If there's one thing the federal bureaucracy has demonstrated, it's a total inability to match legal concepts with a changing reality. Nowhere is this more true than the labor and employment law field, where large agencies like the EEOC or NLRB are full of people who presumably sit around and do little else but think about the laws they enforce, and yet consistently issue guidance to the private sector about these laws that is, shall we say, less than helpful.
Case in point: the recent
NLRB Report that supposedly provides useful guidance on the interaction between the National Labor Relations Act, and social media. Never mind that electronic social media issues have been around for more than a decade, and that Facebook, MySpace, LinkedIn, YouTube, and the rest have had a stranglehold on the popular imagination for the last eight years or so, the NLRB is still treating these electronic gathering places like the office water cooler or coffee pot. As a result, the Board continues to regulate 21st century communications technology under 1940s and 50s standards relating to so-called "protected, concerted activity". The end result doesn't work very well because, at least in my humble opinion, the Board fails to account for the fact that posting something on Facebook is quantitatively and qualitatively different than talking to two or three people around the Keurig. An employer might have relatively little interest in restricting water cooler chat between two or three people; an employer could have a huge interest in preventing slanderous misinformation from being posted where it instantly becomes viewable by millions within an hour or so.
Important safety tip-while most of the NLRA relates to union activity, the provisions under discussion here cover any employer, unionized or not, with employees engaged in commerce, and that meets the statutory minimums in terms of gross business volume ($50,000 for non-retail establishments, $100,000 for shopping centers and office buildings, and $500,000 for retailers).
Employers are encouraged to have a policy on social media use because it puts people on notice with respect to the kind of conduct that the employer expects, and provides guidance on the use of a relatively novel software. Most companies by now are well aware of the dangers of unregulated social media access and use by their employees-harassment lawsuits, intentional and inadvertent disclosure of trade secrets, violation of Federal Trade Commission regulations, etc. Judging by the nature of the problems that arise in employment cases, however, companies' workforces are not so savvy. Thus the need for the policy. But in trying to guide employers on how to draft a policy that does not restrict protected, concerted activity, the NLRB does nothing but describe arbitrary, inconsistent, and hairsplitting standards that are so context-specific as to be almost useless.

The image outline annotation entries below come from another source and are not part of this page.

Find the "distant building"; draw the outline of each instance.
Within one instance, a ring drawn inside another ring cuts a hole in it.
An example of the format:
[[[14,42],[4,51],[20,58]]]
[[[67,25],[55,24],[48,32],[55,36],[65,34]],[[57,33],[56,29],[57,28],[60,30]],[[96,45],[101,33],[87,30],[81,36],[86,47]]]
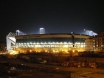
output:
[[[87,39],[85,42],[86,50],[104,52],[104,32]]]
[[[40,34],[45,34],[45,29],[44,28],[40,28],[39,31],[40,31]]]
[[[90,36],[74,33],[7,35],[7,50],[18,52],[83,52]]]
[[[0,51],[6,51],[6,43],[0,42]]]

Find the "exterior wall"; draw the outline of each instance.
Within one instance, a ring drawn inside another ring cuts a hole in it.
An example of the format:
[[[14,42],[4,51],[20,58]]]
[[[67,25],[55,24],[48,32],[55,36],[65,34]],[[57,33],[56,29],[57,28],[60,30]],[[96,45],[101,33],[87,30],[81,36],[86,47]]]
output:
[[[35,34],[16,36],[15,50],[19,52],[69,52],[85,51],[86,35]]]
[[[86,41],[86,50],[94,52],[104,52],[104,32],[87,39]]]
[[[85,50],[86,51],[93,51],[94,50],[94,42],[93,39],[86,39],[85,40]]]
[[[6,51],[6,43],[0,42],[0,51]]]

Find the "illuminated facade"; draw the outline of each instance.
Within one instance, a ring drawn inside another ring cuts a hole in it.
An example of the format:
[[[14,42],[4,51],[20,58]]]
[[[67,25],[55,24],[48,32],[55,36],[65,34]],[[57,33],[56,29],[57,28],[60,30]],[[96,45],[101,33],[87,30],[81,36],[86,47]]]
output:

Seriously, it appears as if this document was written by different people, at different times, and that no one bothered to read the assembled Report until after it was published, if then. There are lots of nuanced examples that seem at odds with each other, if not outright contradictory. For example, a policy that prohibits release of confidential "guest, team member, or company information" is illegal, but a policy cautioning employees to be suspicious when asked to disclose confidential information is okay. A policy that directs employees to check with the company external communications or legal department if they are unsure about the information they are about to post , is illegal. So is a policy that precludes offensive, demeaning, abusive or inappropriate remarks. But a policy that prohibits employees from "harming the image and integrity of the company and any harassment, bullying, discrimination, or retaliation that would not be permissible in the workplace is not permissible between coworkers online…" is okay.
There's more. Relatively conventional guidance like this in a social media policy is improper: "think carefully about' friending' coworkers"; "report any unusual or inappropriate internal social media activity"; "you are encouraged to resolve concerns about work by speaking with coworkers, supervisors, or managers"; and "don't comment on any legal matters, including pending litigation or disputes."
If I had to pick an overall theme of the Report, it would be that context is everything. The Report specifically encourages employers to provide as many examples as possible of prohibited activity so that their employees understand that the social media prohibitions are not to be construed to prevent them from unionizing, talking about a union, bad mouthing their bosses, or complaining about their compensation. And so the Report blesses a policy forbidding "statements which are slanderous or detrimental to the company" because it appeared on a list of prohibited conduct that included sex or race harassment and sabotage (now there's a word I don't hear very often in employment policies). The Report noted that such a list communicated an intent by the employer not to restrict the employees from engaging in protected, concerted activity.
When the NLRB began this campaign against social media policies, most lawyers advised their clients to put language in their policies indicating that the policies were expressly not applicable to NLRA protected rights. But without the contextual references mentioned above, it appears from the Report that a generic savings clause will not be sufficient.
There is a sample social media policy attached to the Report that is fairly bland and generic, and probably will not be of much use to the average employer. But for right now this represents the only guidance that we have from the Board with respect to what it will tolerate in this area. Until the courts figure out exactly how social media actually interplay with the NLRA, the smart employer will look to this guidance, and its lawyers, in drafting guidance and dealing with social media issues.